I think they made a very good decision. That decision is good for their shareholders. They have a billion dollars. That decision was good for Allscripts. The shareholders have a better position than ever. That decision benefits the Eclipsys shareholders because they’re going to, from this combined company, they’re going to have a larger, stronger platform to work with.

I think it was a smart decision, but I think there’s been some confusion because people don’t understand the intricacies of the London Stock Exchange and why Misys was essentially forced to either divest a large portion of their holdings or invest hundreds of millions of dollars more to keep their share above 50%.

I think that’s the most confusing part of what is otherwise a very strategic and understandable transaction. I mean, in today’s world, if you look at this, we’re combining two companies in what is one of the hottest, fastest-growing areas in the largest sector of our economy, and that’s healthcare. It is a $30-billion government stimulus being injected, and getting that money is all based on utilization. Just taking the two companies that are the leaders in utilization, Eclipsys in CPOE and Allscripts in the ambulatory area, and we’ve combined them to create a new powerhouse in this area of healthcare that is going to change the way healthcare is driven in America.

If I were going to grade the two of your performances, let’s say two years after the acquisition closes, what should my criteria be? 

Phil:  Let me start, and I’ll tell you from a shareholder perspective, I would like to see you grow the top line and prove your earnings per share leverage over that period. If I was a client, I would grade you by the integration between the product solutions to make this a great experience for their hospital and ambulatory environments so that the two came together. If you were looking at it from the employees, I would want to say that the next few years will be some of the most exciting with all the new opportunities they have to plan. Of course, the employee part you know you’ll get because employees love to share their rumors and stuff like that.

Then, finally, I’d tell you that the folks who I think are going to benefit the most from this will be the patients. Too often they’re the ones who get left out in any of these merger discussions, but ultimately, our goal — Glen’s goal, my goal — is to bring to healthcare what we’ve all wanted as individuals. That is, that wherever we receive care, by whatever specialists we see, whatever primary care physician we see, whatever hospital we go to, I won’t have to deal with the triplicate forms. I won’t have to deal with the duplicate tests. I won’t have to deal with an environment where physicians have no clue who I am.

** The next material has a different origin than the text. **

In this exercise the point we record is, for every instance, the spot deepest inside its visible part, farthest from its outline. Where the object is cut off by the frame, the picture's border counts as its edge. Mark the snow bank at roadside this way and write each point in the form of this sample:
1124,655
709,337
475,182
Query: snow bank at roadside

Restaurants today, with OpenTable.com, have more information on me as somebody just sitting down to dinner than a physician has one me looking at me and my health, my life. If Glen and I can truly change that in the next two years by what we’re doing, then frankly, I think this has all been really worthwhile.

Glen:  There is nothing I can add to that, which is rare for me, but I think that summarizes it perfectly.

Is there anything I didn’t ask you that you want to talk about or any concluding thoughts?

Glen:  I’d just say that it’s really a privilege — and I think both Phil and I feel this way — to have this opportunity to provide a connected system of health that really gives an integrated, end-to-end solution, which is what everyone has been … that’s been the Holy Grail of healthcare, and it is within reach.

We’re in the perfect storm of all the reasons that people should change. The financials are there, the need is there, physicians are ready, the software is ready. This is the most exciting time in healthcare that we’ve ever had. We feel, like sitting on top of this new organization, we have a very unique opportunity and it’s a great opportunity, as Phil said, for all of the stakeholders in healthcare.